Researchers at Boston University School of Medicine (BUSM) have discover that blocking a specific protein, may be a promising strategy to prevent the spread of castration resistant prostate cancer (CRPC). Under the direction of BUSM’s Gerald V. Denis PhD, researchers have long studied a family of three closely related proteins, called BET bromodomain proteins, composed of BRD2, BRD3 and BRD4, which regulate gene expression.

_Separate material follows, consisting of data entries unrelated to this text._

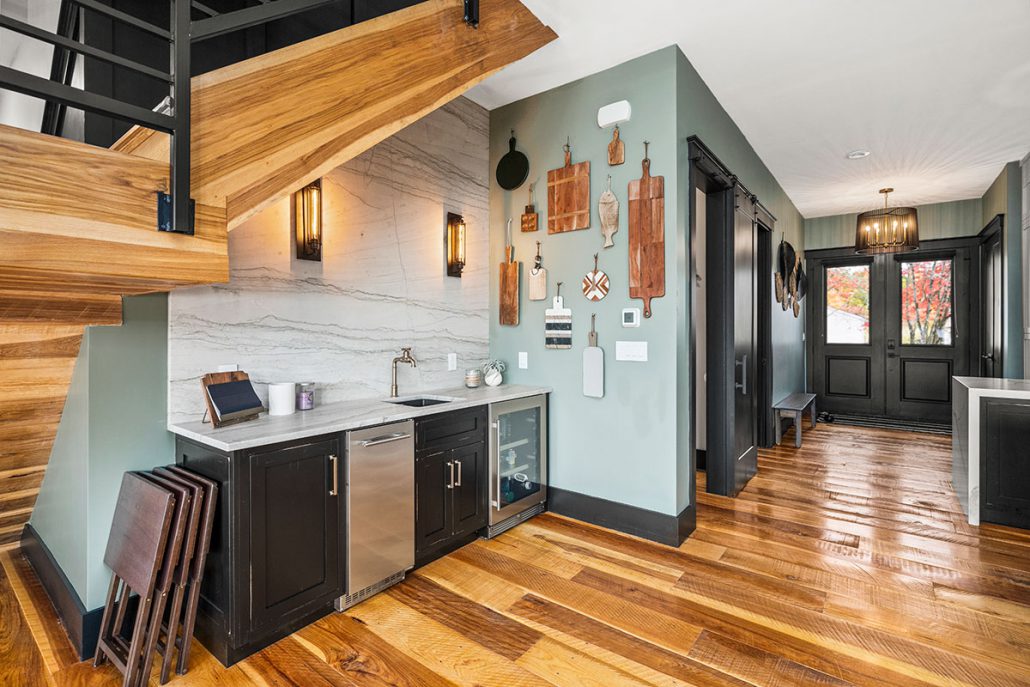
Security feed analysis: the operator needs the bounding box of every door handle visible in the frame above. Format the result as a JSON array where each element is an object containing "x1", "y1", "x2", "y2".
[
  {"x1": 362, "y1": 432, "x2": 411, "y2": 448},
  {"x1": 733, "y1": 353, "x2": 748, "y2": 396},
  {"x1": 329, "y1": 455, "x2": 340, "y2": 496}
]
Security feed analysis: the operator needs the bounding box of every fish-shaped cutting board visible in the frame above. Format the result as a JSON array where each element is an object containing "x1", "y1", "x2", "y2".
[
  {"x1": 529, "y1": 241, "x2": 547, "y2": 301},
  {"x1": 629, "y1": 141, "x2": 665, "y2": 317}
]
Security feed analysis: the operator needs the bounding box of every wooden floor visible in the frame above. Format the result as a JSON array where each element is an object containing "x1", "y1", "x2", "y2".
[{"x1": 0, "y1": 425, "x2": 1030, "y2": 687}]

Cancer to castration resistance
The inevitable progression of advanced prostate cancer to castration resistance; also ultimately to lethal metastatic disease, depends on primary or acquire resistance to conventional androgen deprivation therapy (ADT) and accumulated resistance strategies to evade androgen receptor (AR) suppression. In prostate cancer cells, AR adaptations that arise in response to ADT are not singular, but diverse, and include gene amplification, mutation and even complete loss of receptor expression.
Collectively, each of these AR adaptations contributes to a complex, heterogeneous, ADT-resistant tumor. Here, we examined prostate cancer cell lines; so that model common castration resistant prostate cancer (CRPC) subtypes, each with different AR composition; also focused on novel regulators of tumor progression; so the Bromodomain and ExtraTerminal (BET) family of proteins.

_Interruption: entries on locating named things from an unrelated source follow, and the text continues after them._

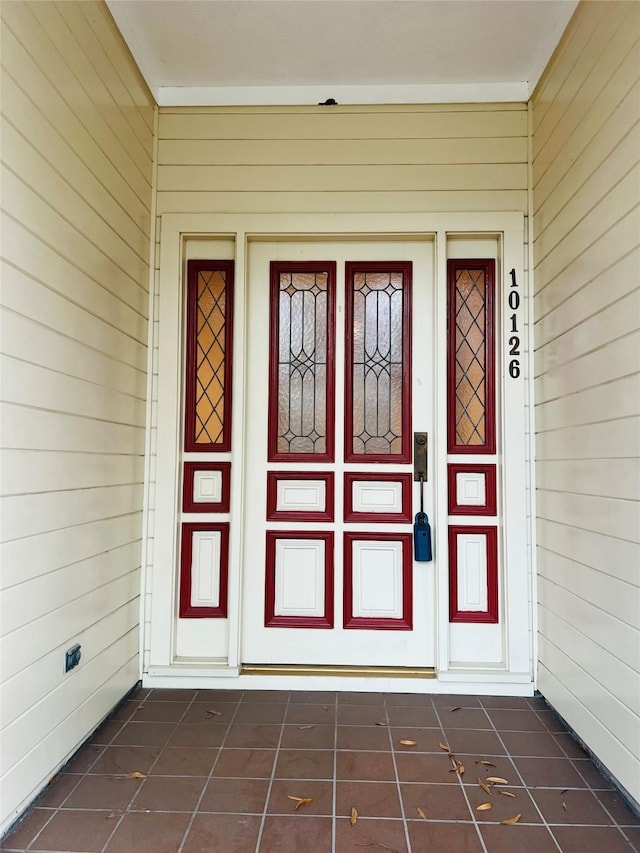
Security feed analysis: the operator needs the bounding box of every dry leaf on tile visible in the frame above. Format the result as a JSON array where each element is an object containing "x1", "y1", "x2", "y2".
[{"x1": 478, "y1": 776, "x2": 492, "y2": 797}]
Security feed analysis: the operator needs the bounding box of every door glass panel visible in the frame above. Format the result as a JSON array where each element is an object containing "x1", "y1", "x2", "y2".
[
  {"x1": 269, "y1": 262, "x2": 335, "y2": 460},
  {"x1": 449, "y1": 262, "x2": 494, "y2": 452},
  {"x1": 345, "y1": 263, "x2": 411, "y2": 461}
]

They find that BRD4 regulates cell migration across all models of CRPC; so regardless of aggressiveness and AR status; so whereas BRD2 and BRD3 only regulate migration and invasion in less aggressive models; hence that retain AR expression or signaling. BUSM researchers were the first to show; so how these proteins function in human cancer. These researchers now have discovered that inhibition of the protein BRD4, but not BRD2 or BRD3; so consistently regulated prostate cancer cell migration and invasion.
The prostate cancer
CRPC is a highly aggressive form of prostate cancer; so that often leads to the development of lethal metastases. Standard of care treatment for patients with CRPC typically includes a means to disrupt androgen receptor (AR) signaling; also while effective for an average of two three years; so treatment inevitably fails to impede progression due to acquired resistance mechanisms to the AR.

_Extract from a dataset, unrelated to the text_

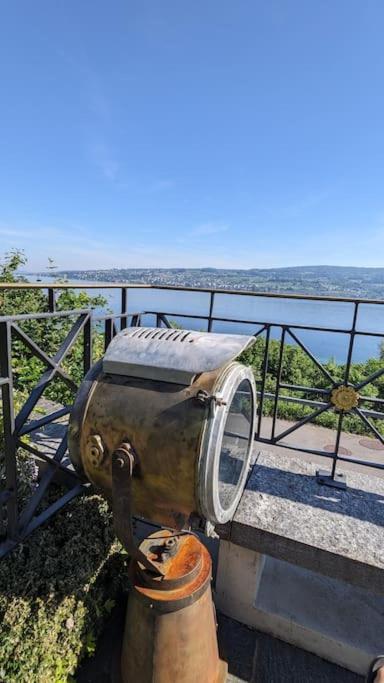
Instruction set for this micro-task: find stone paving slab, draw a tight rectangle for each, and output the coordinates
[218,452,384,593]
[74,604,363,683]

Our findings are significant because current therapeutic options for CRPC are limited and focus primarily on suppressing prostate tumor cells that rely on AR signaling. First Author Jordan Shafran, a PhD Candidate in the Department of Molecular and Translational Medicine at BUSM.
CRPC is a complex, heterogenous disease, with varying AR states and expression patterns across individual tumor cells. As the disease progresses, prostate tumor cells can become less reliant on AR signaling and use alternative signaling mechanisms to sustain growth and dissemination. “Therefore, it is imperative to identify ‘druggable’ targets that regulate prostate cancer cell migration and invasion in cells that are either reliant on, or independent of, androgen receptor signaling,” he added.